Of course there are inferior products out there that when consumers get one nasty taste of it, that will be the end of their forays for food with omega-3s in it. But the problem is bigger than that.
The big problems facing omega-3 functional foods
Robert Orr, the former chairman at Canadian fish-oil producer Ocean Nutrition, says, “North Americans are too conditioned to see food as energy rather than nutrition. Communicating the value proposition of good nutrition has not been the forte of the North American market. We've got the most efficient distribution system on the planet and it is, by and large, safe. But we create vast amounts of unhealthy food cheaply, and there is a clear correlation between what we’re eating and how our bodies are responding [i.e. obesity, diabetes, heart disease, etc].”
Getting Americans to pay attention to the health aspect of what we are eating, and to buy products that are good for them is no easy job.
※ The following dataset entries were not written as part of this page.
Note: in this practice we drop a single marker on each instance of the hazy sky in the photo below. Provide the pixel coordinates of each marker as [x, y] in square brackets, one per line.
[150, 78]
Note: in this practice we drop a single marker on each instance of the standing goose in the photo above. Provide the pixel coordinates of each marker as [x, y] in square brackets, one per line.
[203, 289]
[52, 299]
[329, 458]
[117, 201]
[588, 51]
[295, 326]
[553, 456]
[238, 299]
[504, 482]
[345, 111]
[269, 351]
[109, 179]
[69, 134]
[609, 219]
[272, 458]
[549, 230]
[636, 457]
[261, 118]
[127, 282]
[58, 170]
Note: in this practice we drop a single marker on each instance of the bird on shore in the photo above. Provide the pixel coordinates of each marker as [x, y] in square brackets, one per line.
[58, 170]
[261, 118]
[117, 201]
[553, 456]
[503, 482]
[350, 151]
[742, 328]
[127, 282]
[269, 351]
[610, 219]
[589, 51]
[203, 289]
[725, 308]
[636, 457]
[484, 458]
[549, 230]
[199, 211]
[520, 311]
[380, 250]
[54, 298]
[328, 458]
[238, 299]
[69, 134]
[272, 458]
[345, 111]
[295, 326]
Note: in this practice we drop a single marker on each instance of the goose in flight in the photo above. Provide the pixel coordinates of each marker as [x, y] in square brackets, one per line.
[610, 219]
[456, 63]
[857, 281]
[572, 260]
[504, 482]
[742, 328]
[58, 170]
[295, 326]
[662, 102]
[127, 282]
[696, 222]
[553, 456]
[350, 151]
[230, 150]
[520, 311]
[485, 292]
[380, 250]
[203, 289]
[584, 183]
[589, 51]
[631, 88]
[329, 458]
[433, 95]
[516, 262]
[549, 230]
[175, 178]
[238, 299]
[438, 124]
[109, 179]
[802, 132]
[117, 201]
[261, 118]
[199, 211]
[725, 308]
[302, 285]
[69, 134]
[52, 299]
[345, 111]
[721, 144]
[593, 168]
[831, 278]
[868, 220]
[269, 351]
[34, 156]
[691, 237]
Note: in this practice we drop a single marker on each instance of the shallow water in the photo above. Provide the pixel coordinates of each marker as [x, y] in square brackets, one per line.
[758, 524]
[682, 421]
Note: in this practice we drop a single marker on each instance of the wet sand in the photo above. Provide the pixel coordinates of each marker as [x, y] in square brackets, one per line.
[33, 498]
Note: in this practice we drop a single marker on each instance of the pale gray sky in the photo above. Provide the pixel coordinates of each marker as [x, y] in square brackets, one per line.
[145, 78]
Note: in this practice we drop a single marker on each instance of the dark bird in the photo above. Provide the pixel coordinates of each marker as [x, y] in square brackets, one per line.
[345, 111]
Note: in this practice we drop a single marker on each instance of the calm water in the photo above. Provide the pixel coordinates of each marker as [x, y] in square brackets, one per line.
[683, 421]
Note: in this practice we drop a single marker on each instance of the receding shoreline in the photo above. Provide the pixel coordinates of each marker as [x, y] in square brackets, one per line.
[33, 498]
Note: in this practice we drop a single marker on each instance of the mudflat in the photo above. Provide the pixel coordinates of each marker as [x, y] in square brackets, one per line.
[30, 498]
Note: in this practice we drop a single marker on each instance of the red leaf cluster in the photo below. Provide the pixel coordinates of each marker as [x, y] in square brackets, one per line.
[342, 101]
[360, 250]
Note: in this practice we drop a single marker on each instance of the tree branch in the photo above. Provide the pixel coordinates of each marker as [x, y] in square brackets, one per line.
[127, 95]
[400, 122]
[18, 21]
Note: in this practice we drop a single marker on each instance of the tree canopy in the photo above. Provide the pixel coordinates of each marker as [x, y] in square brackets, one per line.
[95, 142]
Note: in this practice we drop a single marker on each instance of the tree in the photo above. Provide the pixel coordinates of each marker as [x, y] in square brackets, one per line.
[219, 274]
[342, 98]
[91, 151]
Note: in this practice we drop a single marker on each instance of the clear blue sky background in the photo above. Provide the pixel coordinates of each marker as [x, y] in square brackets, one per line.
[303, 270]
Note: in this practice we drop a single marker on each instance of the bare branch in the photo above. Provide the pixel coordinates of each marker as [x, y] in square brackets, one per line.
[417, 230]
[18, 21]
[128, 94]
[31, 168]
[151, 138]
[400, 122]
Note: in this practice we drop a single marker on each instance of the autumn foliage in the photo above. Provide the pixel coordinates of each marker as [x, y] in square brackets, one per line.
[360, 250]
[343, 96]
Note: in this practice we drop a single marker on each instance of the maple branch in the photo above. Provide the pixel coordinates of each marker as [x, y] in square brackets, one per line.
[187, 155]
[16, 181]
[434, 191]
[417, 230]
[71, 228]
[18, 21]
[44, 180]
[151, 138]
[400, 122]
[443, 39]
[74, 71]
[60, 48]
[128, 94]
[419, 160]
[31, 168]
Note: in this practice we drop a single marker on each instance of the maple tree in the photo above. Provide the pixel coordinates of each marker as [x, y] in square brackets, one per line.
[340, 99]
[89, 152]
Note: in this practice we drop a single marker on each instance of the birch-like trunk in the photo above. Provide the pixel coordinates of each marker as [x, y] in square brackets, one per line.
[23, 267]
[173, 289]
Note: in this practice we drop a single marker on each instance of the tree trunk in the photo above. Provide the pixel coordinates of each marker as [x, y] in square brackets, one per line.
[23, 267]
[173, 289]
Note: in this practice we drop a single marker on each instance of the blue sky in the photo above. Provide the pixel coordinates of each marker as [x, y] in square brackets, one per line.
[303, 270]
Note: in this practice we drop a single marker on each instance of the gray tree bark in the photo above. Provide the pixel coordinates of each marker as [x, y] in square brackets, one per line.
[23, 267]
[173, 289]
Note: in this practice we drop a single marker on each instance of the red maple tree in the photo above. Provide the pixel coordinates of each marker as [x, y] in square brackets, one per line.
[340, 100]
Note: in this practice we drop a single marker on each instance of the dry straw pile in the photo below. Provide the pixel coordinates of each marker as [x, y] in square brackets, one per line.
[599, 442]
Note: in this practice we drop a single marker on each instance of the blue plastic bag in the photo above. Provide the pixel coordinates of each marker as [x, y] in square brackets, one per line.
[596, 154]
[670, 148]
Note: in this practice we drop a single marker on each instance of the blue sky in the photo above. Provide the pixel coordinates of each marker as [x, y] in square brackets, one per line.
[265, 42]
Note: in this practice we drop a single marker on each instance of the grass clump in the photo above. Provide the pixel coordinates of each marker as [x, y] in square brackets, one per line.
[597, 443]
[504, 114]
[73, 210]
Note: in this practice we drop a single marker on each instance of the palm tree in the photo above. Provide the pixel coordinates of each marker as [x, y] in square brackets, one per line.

Convenience takes precedence over just about everything else in the US.
Then there’s the government.
The two regulatory bodies that directly affect this situation are the Food and Drug Administration (FDA) and the Federal Trade Commission (FTC). They determine what kind of health claim a manufacturer can put on its product label. This has proved to be a major hurdle, for despite the decent (and prolific) science that has been done on omega-3s, these two agencies are extremely conservative about what they will allow companies to say. The hurdles are far too high for anything but the largest companies to overcome (and afford).
Nonetheless, according to an organization whose members are all DHA/EPA suppliers (GOED), since 2008 there have been two to three new omega-3 food product launches a week, presumably all but a few without health claims on their labels. Many of them, however, never get out of the test-marketing phase. Others remain stuck in niche markets after years, never crossing over into the mainstream.
The intention of certain companies is clear. In just one example, Aker BioMarine in Norway, a major supplier of krill oil, announced that krill oil has been granted status for inclusion in foods known as GRAS (generally recognized as safe). The company says it can be used in cereals, beverages, cheese and other dairy products.
The long road to public awareness
Cultivating public awareness traditionally has taken a long, long time. Consider that the organic movement began in the 1960s with hippie farmers and the “back to the land” movement. It has taken 50 years to bubble up into mainstream awareness to the point where WalMart is now selling organic stuff.
Public health will surely improve with the widespread acceptance and successful marketing of functional omega-3 products. However, if this were a race between the negative health effects of too few omega-3s in our diets and the health benefits that would come with more of them, most observers would have to bet on the former, not the latter.